Christine Lubinski, Center for Global Health Policy, and Michele Moloney-Kitts, U.S. Global AIDS coordinator, openly criticized the GHI adopted by the Obama administration. Lubinski stated, “the president’s proposed budget for global health would shortchange PEPFAR and provide little additional money for new priorities such as maternal and child health.” Looking at the goals and targets, the GHI stresses maternal and child health, concurrently, with a women and girls centered approach. Without new funding to change priorities, there is a possibility of seeing no change in the statistics for maternal and child health and mortality rates.
The 2008 World Health Report put forth five distinct and pertinent problems when trying to deliver public health care. Primarily, because most public spending often benefits the rich, but not the poor, there are serious risks that such programs strengthen the gap between the rich and the poor in terms of availability and quality of public health care.
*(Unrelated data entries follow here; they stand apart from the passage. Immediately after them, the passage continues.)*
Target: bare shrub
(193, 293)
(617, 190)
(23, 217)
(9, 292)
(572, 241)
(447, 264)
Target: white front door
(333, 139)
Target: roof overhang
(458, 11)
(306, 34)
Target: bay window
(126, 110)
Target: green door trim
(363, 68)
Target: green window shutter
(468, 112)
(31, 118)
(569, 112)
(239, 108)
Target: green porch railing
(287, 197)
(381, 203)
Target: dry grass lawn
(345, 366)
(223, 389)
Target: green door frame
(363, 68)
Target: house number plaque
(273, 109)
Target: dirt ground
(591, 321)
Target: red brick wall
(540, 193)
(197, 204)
Next, the issue of payment for health services presents a looming challenge. Then, with an increase in topically-focused health services, the continuity aspect and holistic approach to health care diminishes. The health services provided to the poor and marginalized populations lack the proper resources, equipment, money, and training, to be an adequate resource. In this regard, AFJN supports a more community-based/primary care approach to health care. Instead of basing medical treatment around clinics or hospitals, staffers should train local medical personnel, traditional health care attendants and midwives, to fill the knowledge gap. Educating the village medical staff will further strengthen the medical infrastructure for a country; however, the primary care piece is absent from the GHI proposed by President Obama.
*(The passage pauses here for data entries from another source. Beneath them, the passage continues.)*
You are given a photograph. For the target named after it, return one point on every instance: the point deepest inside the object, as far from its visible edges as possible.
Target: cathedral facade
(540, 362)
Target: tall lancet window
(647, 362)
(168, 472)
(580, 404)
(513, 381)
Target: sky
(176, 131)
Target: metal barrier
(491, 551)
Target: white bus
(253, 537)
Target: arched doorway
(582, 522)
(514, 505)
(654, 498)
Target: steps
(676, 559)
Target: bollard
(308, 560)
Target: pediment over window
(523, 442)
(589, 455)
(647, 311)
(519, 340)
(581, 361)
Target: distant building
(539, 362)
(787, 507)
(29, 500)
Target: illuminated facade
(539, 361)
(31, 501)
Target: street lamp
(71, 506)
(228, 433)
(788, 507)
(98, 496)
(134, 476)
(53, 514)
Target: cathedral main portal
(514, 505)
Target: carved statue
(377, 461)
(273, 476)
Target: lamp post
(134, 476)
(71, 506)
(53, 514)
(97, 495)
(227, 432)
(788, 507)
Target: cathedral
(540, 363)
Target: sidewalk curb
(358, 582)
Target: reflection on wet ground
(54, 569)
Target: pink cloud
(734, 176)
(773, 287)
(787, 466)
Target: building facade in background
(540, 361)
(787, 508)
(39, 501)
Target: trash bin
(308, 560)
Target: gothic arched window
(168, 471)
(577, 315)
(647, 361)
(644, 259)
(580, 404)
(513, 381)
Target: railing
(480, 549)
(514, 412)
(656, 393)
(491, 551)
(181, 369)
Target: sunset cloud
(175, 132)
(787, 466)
Lastly, the WHO stated that unsafe care, poor hygiene and sanitation levels, and misdirected care were issues that inhibited successful health care delivery. These are legitimate concerns for most advocates within the global public health sector, but AFJN hopes that with funding levels exceeding President Bush’s GHI by 133% there will be more opportunities for expansion and improvements on all fronts.
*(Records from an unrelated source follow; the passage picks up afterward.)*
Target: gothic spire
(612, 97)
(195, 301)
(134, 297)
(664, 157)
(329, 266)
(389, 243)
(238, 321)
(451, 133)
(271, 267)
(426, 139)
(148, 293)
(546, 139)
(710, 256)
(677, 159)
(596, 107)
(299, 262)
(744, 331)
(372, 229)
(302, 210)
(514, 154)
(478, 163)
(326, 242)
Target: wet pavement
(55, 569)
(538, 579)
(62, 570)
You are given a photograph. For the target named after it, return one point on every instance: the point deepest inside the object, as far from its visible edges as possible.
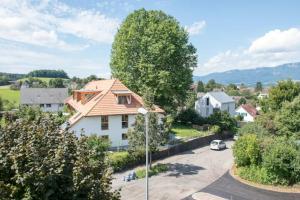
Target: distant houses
(48, 99)
(213, 101)
(106, 108)
(248, 112)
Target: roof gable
(105, 102)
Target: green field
(185, 131)
(41, 78)
(10, 95)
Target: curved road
(189, 172)
(198, 174)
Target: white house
(106, 108)
(214, 101)
(48, 99)
(263, 95)
(248, 112)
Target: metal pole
(147, 166)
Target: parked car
(236, 137)
(217, 145)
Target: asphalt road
(229, 188)
(189, 172)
Overall, AFJN agrees that, as Secretary of State Hillary Clinton put it, “bringing better health to people around the globe is an avenue to a more secure, stable, and prosperous world.” We celebrate the funding increases and the commitment to creating an opportunity to provide health systems for the people in the most destitute of conditions. We also know that there are real challenges and obstacles to the implementation of such initiatives; AFJN encourages the administration to ensure that voices on the ground and African civil society are given primacy in that process and calls on our members to remain engaged. If all goals and targets are achieved by 2015, the health systems in Africa and globally have the potential to be stable, legitimate, and transparent. Within the next five years, it is possible to see a decline or elimination of the inequality vignette.